(392c) An Ipad-Based Brownian Dynamics Simulator for Electrokinetics in the Classroom

Shi, N., Texas A&M University
Ugaz, V. M., Texas A&M University

Tablet-based computing platforms offer enormous potential to provide immersive education experiences by virtue of their unique combination of a graphical environment and touch screen interface. Here we describe our efforts to exploit these features by porting a conventional Brownian dynamics simulation into an Apple iPad application that provides a visual representation of polymer coil size, relaxation phenomena, Brownian motion, and transport under an external driving force (i.e., electrophoresis). 

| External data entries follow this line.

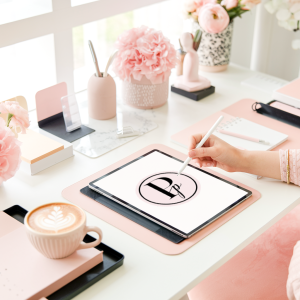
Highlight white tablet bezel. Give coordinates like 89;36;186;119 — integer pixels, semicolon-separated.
89;149;252;238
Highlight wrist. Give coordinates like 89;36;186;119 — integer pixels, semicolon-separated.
237;149;253;173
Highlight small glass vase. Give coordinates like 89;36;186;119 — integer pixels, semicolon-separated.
122;75;169;109
198;22;233;72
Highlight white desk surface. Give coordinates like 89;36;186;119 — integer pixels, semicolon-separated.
0;65;300;300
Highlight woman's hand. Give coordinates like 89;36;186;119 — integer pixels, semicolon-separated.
188;134;243;172
188;134;281;179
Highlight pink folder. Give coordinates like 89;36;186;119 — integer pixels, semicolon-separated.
0;212;103;300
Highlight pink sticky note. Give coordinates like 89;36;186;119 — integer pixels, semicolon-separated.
0;213;103;300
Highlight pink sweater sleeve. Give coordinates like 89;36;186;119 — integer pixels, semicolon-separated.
279;149;300;300
279;149;300;185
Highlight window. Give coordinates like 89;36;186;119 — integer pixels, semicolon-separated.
0;0;52;25
0;34;56;110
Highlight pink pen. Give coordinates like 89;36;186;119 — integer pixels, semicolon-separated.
218;129;269;145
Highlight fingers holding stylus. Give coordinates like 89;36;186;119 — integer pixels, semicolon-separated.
188;147;216;158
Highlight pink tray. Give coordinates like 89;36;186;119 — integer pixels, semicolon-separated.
62;144;261;255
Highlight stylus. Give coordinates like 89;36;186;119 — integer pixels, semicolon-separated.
88;41;102;77
177;116;223;176
219;129;269;145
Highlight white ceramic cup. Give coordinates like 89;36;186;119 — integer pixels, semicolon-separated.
24;202;103;259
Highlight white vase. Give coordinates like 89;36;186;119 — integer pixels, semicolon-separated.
198;22;233;72
122;76;169;109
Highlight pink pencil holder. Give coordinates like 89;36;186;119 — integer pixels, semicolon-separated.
87;74;116;120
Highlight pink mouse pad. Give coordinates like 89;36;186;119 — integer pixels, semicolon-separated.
62;144;261;255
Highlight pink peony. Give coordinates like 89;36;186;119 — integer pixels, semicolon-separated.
221;0;239;10
0;101;29;133
198;4;229;33
195;0;217;13
113;26;177;84
0;118;21;184
184;0;197;12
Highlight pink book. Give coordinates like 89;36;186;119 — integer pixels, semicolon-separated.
0;212;103;300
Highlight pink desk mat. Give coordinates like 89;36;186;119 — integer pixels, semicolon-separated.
0;212;103;300
62;144;261;255
171;99;300;151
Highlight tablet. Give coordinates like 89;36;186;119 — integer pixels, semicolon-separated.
89;150;252;238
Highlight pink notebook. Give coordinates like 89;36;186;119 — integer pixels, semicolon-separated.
0;212;103;300
171;111;288;151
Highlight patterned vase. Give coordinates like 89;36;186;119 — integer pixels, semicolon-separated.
122;76;169;109
198;22;233;72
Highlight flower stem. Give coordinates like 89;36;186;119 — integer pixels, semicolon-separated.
6;113;14;127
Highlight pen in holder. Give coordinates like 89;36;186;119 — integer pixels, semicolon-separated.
87;74;116;120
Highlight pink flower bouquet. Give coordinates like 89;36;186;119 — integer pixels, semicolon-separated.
0;101;29;185
113;26;177;84
0;118;21;184
184;0;261;33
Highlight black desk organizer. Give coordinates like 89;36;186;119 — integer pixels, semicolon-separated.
0;205;124;300
80;186;185;244
252;100;300;128
38;112;95;143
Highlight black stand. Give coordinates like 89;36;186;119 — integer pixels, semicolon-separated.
171;85;215;101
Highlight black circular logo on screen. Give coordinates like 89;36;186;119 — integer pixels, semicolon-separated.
137;172;200;205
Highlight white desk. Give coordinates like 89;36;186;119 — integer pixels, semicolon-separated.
0;66;300;300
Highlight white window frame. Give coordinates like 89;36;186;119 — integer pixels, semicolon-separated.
0;0;163;97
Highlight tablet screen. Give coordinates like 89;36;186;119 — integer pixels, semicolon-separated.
89;150;251;237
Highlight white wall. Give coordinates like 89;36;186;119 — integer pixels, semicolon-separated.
231;7;300;80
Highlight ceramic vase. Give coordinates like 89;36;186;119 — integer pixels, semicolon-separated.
198;22;233;72
87;74;117;120
122;76;169;109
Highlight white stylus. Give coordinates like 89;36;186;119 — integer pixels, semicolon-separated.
178;116;223;175
88;41;102;77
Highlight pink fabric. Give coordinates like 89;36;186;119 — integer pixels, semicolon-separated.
286;241;300;300
279;149;300;185
188;205;300;300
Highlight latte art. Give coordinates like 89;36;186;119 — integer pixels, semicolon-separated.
28;203;84;234
34;206;76;232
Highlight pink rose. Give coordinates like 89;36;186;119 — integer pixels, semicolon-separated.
184;0;197;12
221;0;239;10
198;4;229;33
241;0;261;10
0;118;21;184
0;101;29;133
194;0;217;12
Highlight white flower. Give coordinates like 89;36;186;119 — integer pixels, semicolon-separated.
272;0;285;9
278;19;297;31
276;8;292;21
294;11;300;21
265;0;277;14
292;40;300;50
290;2;300;14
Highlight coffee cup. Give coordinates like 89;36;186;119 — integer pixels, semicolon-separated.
24;202;103;259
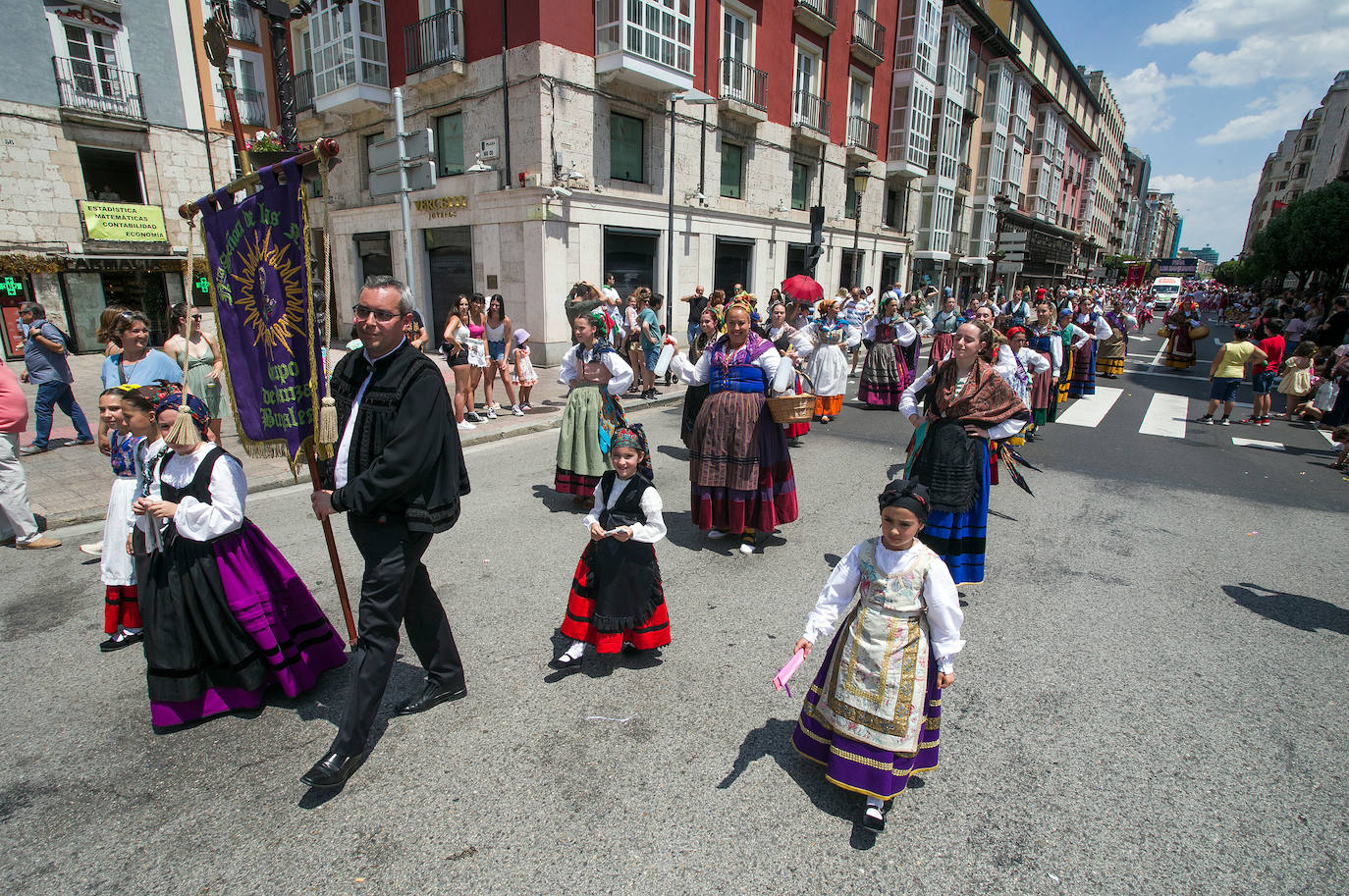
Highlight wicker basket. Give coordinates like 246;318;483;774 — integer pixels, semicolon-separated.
768;367;815;425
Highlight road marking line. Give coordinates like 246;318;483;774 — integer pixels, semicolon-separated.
1231;436;1283;450
1057;386;1124;427
1139;393;1190;439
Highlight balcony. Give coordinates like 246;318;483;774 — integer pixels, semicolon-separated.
847;115;881;159
792;90;830;143
295;69;314;112
216;87;267;127
51;57;145;127
717;57;768;125
595;0;693;93
404;10;465;87
792;0;837;38
848;11;885;68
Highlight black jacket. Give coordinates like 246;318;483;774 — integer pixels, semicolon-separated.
328;343;469;532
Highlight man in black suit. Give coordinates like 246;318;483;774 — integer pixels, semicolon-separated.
300;277;468;787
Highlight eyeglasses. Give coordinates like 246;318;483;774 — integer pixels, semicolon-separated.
351;305;402;324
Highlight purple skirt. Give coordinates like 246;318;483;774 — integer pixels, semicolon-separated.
145;519;347;727
792;625;942;800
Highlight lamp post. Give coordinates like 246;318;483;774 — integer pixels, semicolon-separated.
665;87;717;335
851;162;872;287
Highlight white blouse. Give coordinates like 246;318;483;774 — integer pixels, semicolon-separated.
801;541;964;672
137;443;248;541
671;338;794;386
899;367;1025;440
862;317;919;345
583;476;665;544
557;343;632;395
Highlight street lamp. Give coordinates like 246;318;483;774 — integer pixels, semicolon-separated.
665;87;717;343
850;162;872;287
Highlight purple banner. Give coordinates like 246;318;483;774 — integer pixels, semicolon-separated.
197;159;322;465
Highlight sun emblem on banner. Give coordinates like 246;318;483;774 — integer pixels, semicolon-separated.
231;227;305;357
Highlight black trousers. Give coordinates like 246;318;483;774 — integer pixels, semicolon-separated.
333;514;464;753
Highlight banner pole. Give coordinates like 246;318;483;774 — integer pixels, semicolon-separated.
305;443;356;648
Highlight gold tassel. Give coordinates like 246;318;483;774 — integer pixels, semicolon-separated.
317;395;338;446
165;405;201;447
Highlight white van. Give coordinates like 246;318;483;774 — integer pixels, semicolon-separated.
1152;277;1180;312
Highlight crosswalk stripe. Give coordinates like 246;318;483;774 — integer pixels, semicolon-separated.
1059;386;1124;427
1231;436;1283;450
1139;393;1190;439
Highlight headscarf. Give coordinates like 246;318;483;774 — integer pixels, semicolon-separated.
155;393;210;438
877;479;931;522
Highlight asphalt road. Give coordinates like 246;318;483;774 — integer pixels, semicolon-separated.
0;330;1349;896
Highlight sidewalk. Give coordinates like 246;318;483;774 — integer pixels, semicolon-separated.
5;349;684;529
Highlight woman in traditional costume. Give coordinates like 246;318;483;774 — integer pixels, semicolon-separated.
856;297;919;410
553;310;632;503
801;298;862;424
134;395;347;729
899;323;1031;584
552;424;671;670
671;302;797;553
792;481;964;830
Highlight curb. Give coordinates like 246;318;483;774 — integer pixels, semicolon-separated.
40;390;684;532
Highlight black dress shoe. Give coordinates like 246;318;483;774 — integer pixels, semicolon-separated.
299;753;361;787
394;681;468;715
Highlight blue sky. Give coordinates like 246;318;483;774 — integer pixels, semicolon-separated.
1032;0;1349;259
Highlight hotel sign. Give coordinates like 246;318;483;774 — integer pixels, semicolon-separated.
80;200;169;243
412;195;468;217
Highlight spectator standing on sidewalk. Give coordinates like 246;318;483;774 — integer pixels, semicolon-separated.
19;302;93;454
0;360;61;551
1199;324;1269;427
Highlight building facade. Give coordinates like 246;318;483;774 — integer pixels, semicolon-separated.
0;0;230;356
1241;71;1349;251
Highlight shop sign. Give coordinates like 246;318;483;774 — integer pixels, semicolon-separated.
412;195;468;217
80;200;169;243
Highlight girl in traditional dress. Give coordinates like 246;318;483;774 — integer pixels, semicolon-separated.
899;321;1031;584
792;481;964;830
928;295;964;367
134;395;347;729
671;302;797;553
801;299;862;424
678;305;722;448
1068;298;1110;398
165;302;225;442
551;424;671;670
98;386;150;654
553;310;632;503
856;295;919;410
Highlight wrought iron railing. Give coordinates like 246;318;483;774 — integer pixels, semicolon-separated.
404;10;464;75
51;57;145;122
792;89;830;136
847;115;881;152
852;10;885;57
295;69;314;112
721;57;768;112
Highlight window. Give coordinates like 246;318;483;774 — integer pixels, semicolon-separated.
609;112;646;184
436;112;464;177
722;141;744;200
792;162;811;212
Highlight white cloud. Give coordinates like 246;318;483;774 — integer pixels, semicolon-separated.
1148;172;1260;259
1141;0;1349;46
1195;87;1320;146
1110;62;1178;137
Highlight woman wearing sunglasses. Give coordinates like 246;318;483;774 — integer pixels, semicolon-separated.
165;302;224;443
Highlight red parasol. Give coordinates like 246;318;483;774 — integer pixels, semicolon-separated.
782;274;825;302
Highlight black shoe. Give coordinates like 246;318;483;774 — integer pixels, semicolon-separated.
299;753;361;787
98;632;145;654
394;681;468;715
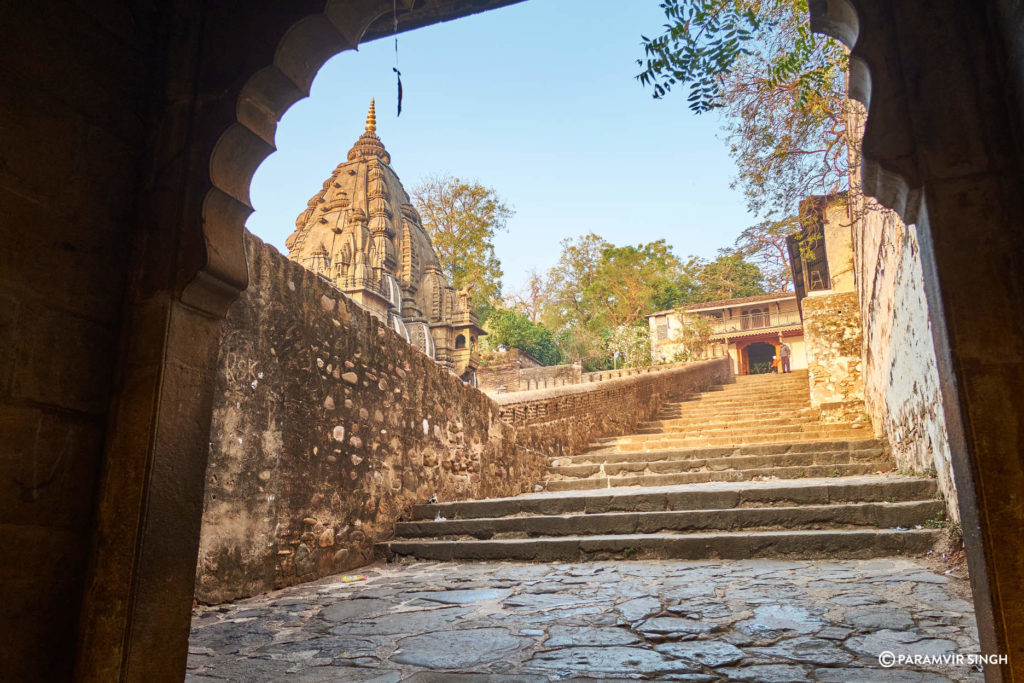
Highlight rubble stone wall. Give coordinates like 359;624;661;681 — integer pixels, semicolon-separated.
476;348;583;394
196;234;729;603
801;292;864;421
854;205;959;520
196;234;547;603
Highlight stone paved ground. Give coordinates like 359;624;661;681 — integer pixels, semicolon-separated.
187;558;981;683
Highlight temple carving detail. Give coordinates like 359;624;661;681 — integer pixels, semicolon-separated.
285;100;484;384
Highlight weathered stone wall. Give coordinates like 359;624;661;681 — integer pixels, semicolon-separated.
197;236;547;602
854;202;959;519
495;358;732;456
519;365;583;391
802;292;864;420
476;348;583;394
196;234;730;602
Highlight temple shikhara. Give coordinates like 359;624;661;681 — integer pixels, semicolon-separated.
285;100;484;384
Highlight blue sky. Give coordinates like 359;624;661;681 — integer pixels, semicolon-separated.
248;0;757;293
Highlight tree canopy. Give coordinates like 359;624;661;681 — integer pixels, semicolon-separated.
637;0;850;290
488;232;765;370
412;175;514;312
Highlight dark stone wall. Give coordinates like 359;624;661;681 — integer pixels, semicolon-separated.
197;234;547;602
0;2;150;681
196;234;729;603
494;358;732;457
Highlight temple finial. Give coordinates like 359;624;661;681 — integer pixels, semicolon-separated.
367;98;377;133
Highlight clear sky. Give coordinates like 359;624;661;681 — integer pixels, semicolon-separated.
248;0;757;293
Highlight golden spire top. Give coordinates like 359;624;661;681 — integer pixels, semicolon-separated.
367;97;377;133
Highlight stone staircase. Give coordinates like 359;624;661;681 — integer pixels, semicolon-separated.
381;372;942;561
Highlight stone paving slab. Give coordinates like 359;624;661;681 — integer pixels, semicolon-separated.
186;558;982;683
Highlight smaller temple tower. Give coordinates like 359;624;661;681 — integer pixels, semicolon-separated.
285;100;485;386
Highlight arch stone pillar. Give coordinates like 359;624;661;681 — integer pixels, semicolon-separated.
810;0;1024;681
70;0;518;681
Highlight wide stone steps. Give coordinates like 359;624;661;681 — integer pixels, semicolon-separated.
544;460;892;492
565;438;885;467
637;411;818;434
395;501;942;539
588;428;871;453
548;449;889;480
379;476;942;561
594;422;868;445
379;373;942;561
384;529;937;562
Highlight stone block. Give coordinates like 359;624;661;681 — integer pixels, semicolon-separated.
11;305;117;415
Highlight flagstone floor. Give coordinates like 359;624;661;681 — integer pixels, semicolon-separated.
186;558;982;683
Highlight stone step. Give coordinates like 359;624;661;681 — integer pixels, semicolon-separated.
665;393;810;408
548;449;886;480
565;438;885;467
411;475;936;520
587;428;873;453
622;422;864;443
656;401;819;420
378;529;941;562
544;460;893;492
638;411;818;433
395;500;943;539
587;436;873;453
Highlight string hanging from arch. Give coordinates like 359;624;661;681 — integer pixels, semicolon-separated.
391;0;401;118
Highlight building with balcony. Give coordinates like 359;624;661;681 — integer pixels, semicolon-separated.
646;292;807;375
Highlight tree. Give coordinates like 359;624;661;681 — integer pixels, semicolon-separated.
735;217;801;292
505;270;548;323
483;308;562;366
693;250;766;303
584;240;692;329
637;0;851;278
608;323;651;368
672;314;715;362
412;175;514;312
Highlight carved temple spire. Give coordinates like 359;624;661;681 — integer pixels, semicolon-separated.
348;99;391;164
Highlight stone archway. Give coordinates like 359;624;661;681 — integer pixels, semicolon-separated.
809;0;1024;681
19;0;1024;680
743;342;775;375
68;0;520;681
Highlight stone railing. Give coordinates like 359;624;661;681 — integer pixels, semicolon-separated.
196;234;729;603
493;358;732;457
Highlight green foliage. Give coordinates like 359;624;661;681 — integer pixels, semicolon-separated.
532;233;765;371
531;233;693;370
637;0;849;220
607;323;651;368
637;0;760;114
689;251;766;303
412;176;514;312
671;314;714;362
483;308;562;366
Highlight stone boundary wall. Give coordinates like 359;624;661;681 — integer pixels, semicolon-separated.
801;292;864;421
854;205;959;521
196;234;729;603
196;234;547;603
476;349;582;395
494;358;732;457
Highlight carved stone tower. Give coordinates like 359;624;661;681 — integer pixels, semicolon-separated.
285;100;484;383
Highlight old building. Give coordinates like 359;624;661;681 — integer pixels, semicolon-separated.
285;101;484;383
0;0;1024;681
647;292;807;375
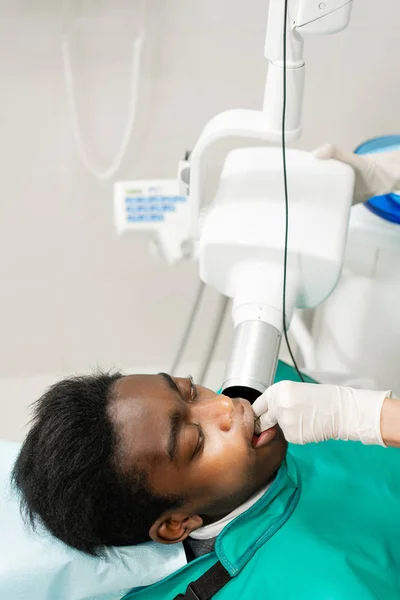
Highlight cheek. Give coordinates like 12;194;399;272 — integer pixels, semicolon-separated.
196;439;254;488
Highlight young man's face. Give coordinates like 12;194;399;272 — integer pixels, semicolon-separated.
111;374;287;543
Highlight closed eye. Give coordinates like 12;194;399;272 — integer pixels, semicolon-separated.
192;425;205;460
189;375;199;402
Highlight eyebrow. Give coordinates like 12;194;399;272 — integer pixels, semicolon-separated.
160;373;182;396
160;373;182;462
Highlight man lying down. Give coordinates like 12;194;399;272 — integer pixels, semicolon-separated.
13;373;400;600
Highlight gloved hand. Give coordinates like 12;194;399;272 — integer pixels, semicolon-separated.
313;144;400;204
253;381;391;446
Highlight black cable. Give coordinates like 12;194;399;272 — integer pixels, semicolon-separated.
282;0;304;383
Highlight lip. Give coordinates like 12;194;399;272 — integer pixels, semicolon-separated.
237;398;254;446
237;398;279;450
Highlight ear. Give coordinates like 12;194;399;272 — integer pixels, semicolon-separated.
149;513;203;544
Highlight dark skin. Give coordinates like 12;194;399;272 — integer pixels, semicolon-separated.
110;374;287;544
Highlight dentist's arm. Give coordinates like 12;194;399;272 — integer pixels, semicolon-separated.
253;381;400;447
313;144;400;204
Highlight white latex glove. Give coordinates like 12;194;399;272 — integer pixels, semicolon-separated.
313;144;400;204
253;381;391;446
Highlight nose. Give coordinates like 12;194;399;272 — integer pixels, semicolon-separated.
193;394;234;431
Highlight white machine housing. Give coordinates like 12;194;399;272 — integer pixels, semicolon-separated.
185;0;354;400
199;148;354;393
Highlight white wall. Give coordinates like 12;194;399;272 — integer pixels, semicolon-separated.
0;0;400;438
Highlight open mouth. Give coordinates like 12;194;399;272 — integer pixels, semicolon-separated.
251;425;278;448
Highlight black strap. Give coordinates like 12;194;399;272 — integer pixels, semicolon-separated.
174;561;232;600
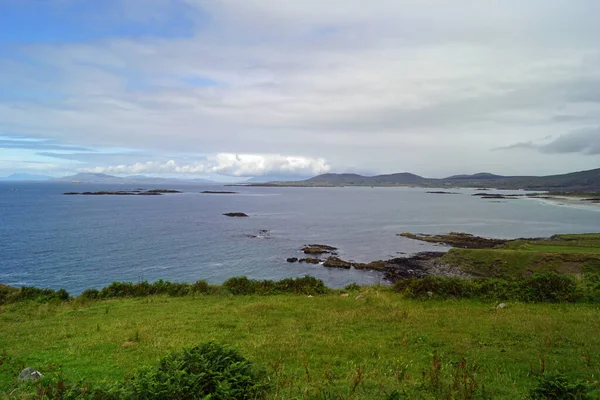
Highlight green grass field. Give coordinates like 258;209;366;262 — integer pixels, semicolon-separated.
0;288;600;399
443;233;600;278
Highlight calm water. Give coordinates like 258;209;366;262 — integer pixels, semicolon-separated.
0;183;600;294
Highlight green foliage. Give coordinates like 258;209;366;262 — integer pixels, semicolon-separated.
529;373;592;400
115;342;269;400
223;276;328;295
394;273;600;303
0;286;70;304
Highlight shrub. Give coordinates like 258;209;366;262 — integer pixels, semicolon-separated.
116;342;269;400
79;289;100;300
223;276;256;294
529;373;592;400
521;274;577;302
191;280;210;293
394;273;600;302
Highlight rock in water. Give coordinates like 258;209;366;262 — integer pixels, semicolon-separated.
18;367;44;381
223;212;248;217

Our app employs a coarse-grained bead-spring model of the polymer chain, enabling the user to customize the number of beads and their positions to define an initial polymer conformation. The user can choose between infinite and finite extension models for the connecting springs. The app’s core simulation module provides two functions. First, in the free solution simulation mode, it mimics the polymer’s Brownian evolution toward an equilibrium state. Key parameters continuously reported during the simulation include radius of gyration Rg, end-to-end length L, largest and smallest spring lengths, and contour length (determined from the average spring length). Secondly, the app is capable of simulating the polymer’s response when a user moves individual beads by touching the screen, with force proportional to the speed of the user’s finger swipe on the screen. This capability can be used to visualize the process of polymer stretching (single bead drag) or electrophoretic transport (whole polymer drag). 

The app-based format makes it possible to visualize polymer dynamics in an appealing way and offers a useful tool to illustrate fundamental concepts involving polymer physics.